Here in Los Angeles, Korean American leaders are marking 30 years since the Los Angeles race riots. Korean-run businesses were disproportionately affected during the six days of civil unrest. Josie Huang from member station KPCC reports.

(SOUNDBITE OF MUSIC)

UNIDENTIFIED MUSICIAN: Let's go. Let's go. Hey, hey.

JOSIE HUANG, BYLINE: If you passed through Koreatown on Friday night, you'd think, outdoor rap concert. Except it was an event to remember some of LA's darkest days.

CONNIE CHUNG JOE: The reason we have musicians who are going to attract a younger crowd is because we wanted to do some education and awareness building.

HUANG: One of the organizers, Connie Chung Joe, is with the group Asian Americans Advancing Justice. She was 14 when a nearly all white jury in 1992 acquitted the LAPD officers who had beaten Black motorist Rodney King.

JOE: As I was taking the bus home, there were fires everywhere. And some uncles that I found out later on had also grabbed guns, went to the top of their stores in order to protect it.

HUANG: Racial tensions in LA had been mounting before that day. The same month King was beaten, a Korean American shopkeeper in South LA named Soon Ja Du had accused 15-year-old Black girl Latasha Harlins of theft and fatally shot her in the back of the head. Du was sentenced to probation but did not serve time. Connie Chung Joe says it's a history many younger Korean Americans are missing.

JOE: They don't know who Latasha Harlins is. They don't know what happened between the Korean and Black communities. They don't know about 40 to 50% of the property damage during the LA uprising being to Korean businesses.

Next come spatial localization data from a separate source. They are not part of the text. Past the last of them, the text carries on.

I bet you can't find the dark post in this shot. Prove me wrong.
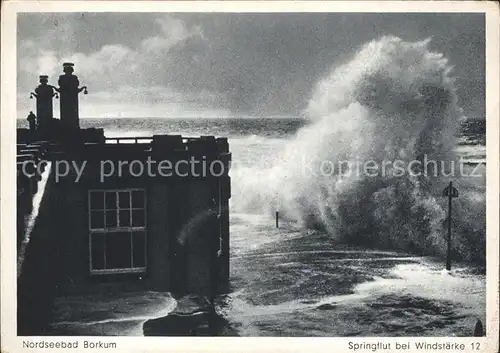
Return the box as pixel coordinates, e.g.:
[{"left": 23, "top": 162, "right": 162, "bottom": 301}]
[
  {"left": 442, "top": 181, "right": 458, "bottom": 271},
  {"left": 474, "top": 319, "right": 484, "bottom": 336},
  {"left": 220, "top": 176, "right": 230, "bottom": 285},
  {"left": 447, "top": 185, "right": 452, "bottom": 271},
  {"left": 208, "top": 183, "right": 220, "bottom": 334},
  {"left": 276, "top": 211, "right": 279, "bottom": 228}
]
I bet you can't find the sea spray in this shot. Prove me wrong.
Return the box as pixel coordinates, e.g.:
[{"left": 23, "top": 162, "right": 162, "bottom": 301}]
[{"left": 231, "top": 36, "right": 485, "bottom": 263}]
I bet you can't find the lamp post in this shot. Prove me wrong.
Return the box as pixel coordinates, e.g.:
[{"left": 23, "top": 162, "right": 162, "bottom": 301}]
[{"left": 442, "top": 181, "right": 459, "bottom": 270}]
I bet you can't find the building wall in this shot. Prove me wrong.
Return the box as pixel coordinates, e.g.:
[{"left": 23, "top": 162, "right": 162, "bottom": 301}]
[
  {"left": 56, "top": 182, "right": 88, "bottom": 286},
  {"left": 148, "top": 182, "right": 170, "bottom": 291},
  {"left": 50, "top": 175, "right": 154, "bottom": 291},
  {"left": 218, "top": 176, "right": 231, "bottom": 286},
  {"left": 185, "top": 179, "right": 219, "bottom": 297},
  {"left": 164, "top": 180, "right": 189, "bottom": 295},
  {"left": 149, "top": 178, "right": 227, "bottom": 297},
  {"left": 20, "top": 159, "right": 230, "bottom": 303}
]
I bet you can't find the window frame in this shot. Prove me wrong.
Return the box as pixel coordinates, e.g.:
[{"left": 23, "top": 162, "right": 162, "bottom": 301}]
[{"left": 88, "top": 188, "right": 147, "bottom": 275}]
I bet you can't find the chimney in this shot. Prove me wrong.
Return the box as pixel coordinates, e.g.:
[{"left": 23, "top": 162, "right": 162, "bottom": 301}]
[
  {"left": 57, "top": 62, "right": 87, "bottom": 129},
  {"left": 30, "top": 75, "right": 56, "bottom": 130}
]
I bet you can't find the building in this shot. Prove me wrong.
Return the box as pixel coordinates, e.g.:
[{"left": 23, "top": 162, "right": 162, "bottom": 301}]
[{"left": 17, "top": 63, "right": 231, "bottom": 335}]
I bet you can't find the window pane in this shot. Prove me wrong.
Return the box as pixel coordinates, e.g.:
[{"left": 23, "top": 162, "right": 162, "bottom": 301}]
[
  {"left": 132, "top": 209, "right": 145, "bottom": 227},
  {"left": 91, "top": 233, "right": 105, "bottom": 270},
  {"left": 89, "top": 192, "right": 104, "bottom": 210},
  {"left": 105, "top": 210, "right": 117, "bottom": 228},
  {"left": 119, "top": 209, "right": 131, "bottom": 227},
  {"left": 105, "top": 232, "right": 132, "bottom": 269},
  {"left": 132, "top": 190, "right": 144, "bottom": 209},
  {"left": 90, "top": 210, "right": 105, "bottom": 229},
  {"left": 118, "top": 191, "right": 130, "bottom": 209},
  {"left": 105, "top": 192, "right": 117, "bottom": 210},
  {"left": 132, "top": 231, "right": 146, "bottom": 267}
]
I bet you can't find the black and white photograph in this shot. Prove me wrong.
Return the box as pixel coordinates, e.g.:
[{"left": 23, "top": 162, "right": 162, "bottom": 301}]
[{"left": 1, "top": 1, "right": 499, "bottom": 349}]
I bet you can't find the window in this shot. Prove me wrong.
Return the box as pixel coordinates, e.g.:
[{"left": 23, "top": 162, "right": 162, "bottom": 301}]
[{"left": 88, "top": 189, "right": 147, "bottom": 274}]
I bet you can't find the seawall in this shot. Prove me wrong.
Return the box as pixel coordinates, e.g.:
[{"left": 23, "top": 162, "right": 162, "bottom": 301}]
[{"left": 17, "top": 165, "right": 64, "bottom": 335}]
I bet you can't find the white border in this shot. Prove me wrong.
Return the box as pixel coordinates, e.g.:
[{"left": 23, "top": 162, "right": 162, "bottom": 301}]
[{"left": 1, "top": 2, "right": 499, "bottom": 353}]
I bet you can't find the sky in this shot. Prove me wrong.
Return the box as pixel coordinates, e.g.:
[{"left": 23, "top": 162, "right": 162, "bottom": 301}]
[{"left": 17, "top": 13, "right": 485, "bottom": 119}]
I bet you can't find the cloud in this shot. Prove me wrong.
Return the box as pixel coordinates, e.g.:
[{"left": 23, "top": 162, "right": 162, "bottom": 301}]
[
  {"left": 17, "top": 13, "right": 485, "bottom": 119},
  {"left": 18, "top": 15, "right": 215, "bottom": 117},
  {"left": 141, "top": 16, "right": 204, "bottom": 53}
]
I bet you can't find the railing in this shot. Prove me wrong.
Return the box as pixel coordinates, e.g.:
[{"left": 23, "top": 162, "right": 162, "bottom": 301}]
[
  {"left": 105, "top": 137, "right": 152, "bottom": 144},
  {"left": 104, "top": 136, "right": 216, "bottom": 144}
]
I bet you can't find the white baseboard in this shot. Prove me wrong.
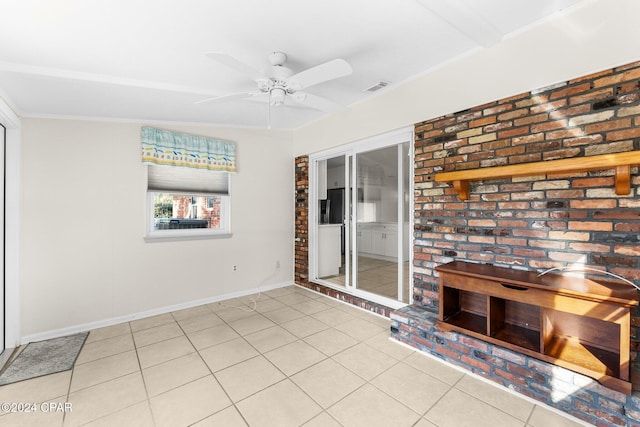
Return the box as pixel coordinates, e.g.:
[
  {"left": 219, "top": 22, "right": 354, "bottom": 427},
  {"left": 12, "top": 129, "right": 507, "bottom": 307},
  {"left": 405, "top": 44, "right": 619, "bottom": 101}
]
[{"left": 20, "top": 280, "right": 294, "bottom": 345}]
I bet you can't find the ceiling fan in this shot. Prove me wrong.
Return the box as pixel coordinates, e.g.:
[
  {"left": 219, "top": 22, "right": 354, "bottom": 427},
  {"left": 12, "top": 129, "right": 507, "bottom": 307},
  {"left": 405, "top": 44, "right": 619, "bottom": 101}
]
[{"left": 198, "top": 51, "right": 353, "bottom": 126}]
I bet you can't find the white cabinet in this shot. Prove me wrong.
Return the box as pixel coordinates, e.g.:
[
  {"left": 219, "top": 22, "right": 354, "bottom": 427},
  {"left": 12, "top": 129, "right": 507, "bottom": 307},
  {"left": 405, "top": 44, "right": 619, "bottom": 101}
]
[
  {"left": 382, "top": 227, "right": 398, "bottom": 258},
  {"left": 357, "top": 222, "right": 409, "bottom": 261},
  {"left": 370, "top": 226, "right": 385, "bottom": 255},
  {"left": 317, "top": 224, "right": 341, "bottom": 277},
  {"left": 371, "top": 223, "right": 398, "bottom": 258},
  {"left": 357, "top": 226, "right": 372, "bottom": 254}
]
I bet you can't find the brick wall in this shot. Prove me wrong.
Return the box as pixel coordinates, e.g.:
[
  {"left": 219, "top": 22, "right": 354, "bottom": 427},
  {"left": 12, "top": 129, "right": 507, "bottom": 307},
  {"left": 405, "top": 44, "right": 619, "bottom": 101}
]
[
  {"left": 294, "top": 156, "right": 309, "bottom": 285},
  {"left": 403, "top": 60, "right": 640, "bottom": 425},
  {"left": 391, "top": 305, "right": 640, "bottom": 426},
  {"left": 173, "top": 196, "right": 221, "bottom": 228}
]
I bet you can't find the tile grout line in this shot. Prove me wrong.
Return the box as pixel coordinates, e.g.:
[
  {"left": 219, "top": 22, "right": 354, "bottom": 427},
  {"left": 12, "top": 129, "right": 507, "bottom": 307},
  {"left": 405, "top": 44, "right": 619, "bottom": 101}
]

HUANG: For today's Korean American leaders, the events of '92 established new priorities like creating greater unity, says New Jersey Congressman Andy Kim.

ANDY KIM: What happened wasn't just about Korean Americans in LA. It affected all of us around the country.

HUANG: He was in LA to show solidarity at the event, which was co-planned with Black organizations.

KIM: You got to be a friend before you need a friend, you know, this idea that you got to build those relationships and not just call upon people when you need help.

HUANG: Also at the concert was Breanna Pak (ph). She's 27 and grew up knowing little about the unrest until college. Her views are informed more by recent social movements like Black Lives Matter.

BREANNA PAK: I think it's just important to remember, like, everyone's a person. So you have to kind of, like, treat everyone with the same respect.

HUANG: Pak was here because she liked the artists. She was joined by hundreds who, like her, weren't even alive in '92. Together, they observed the past while moving to a beat.

For NPR News, I'm Josie Huang in Los Angeles.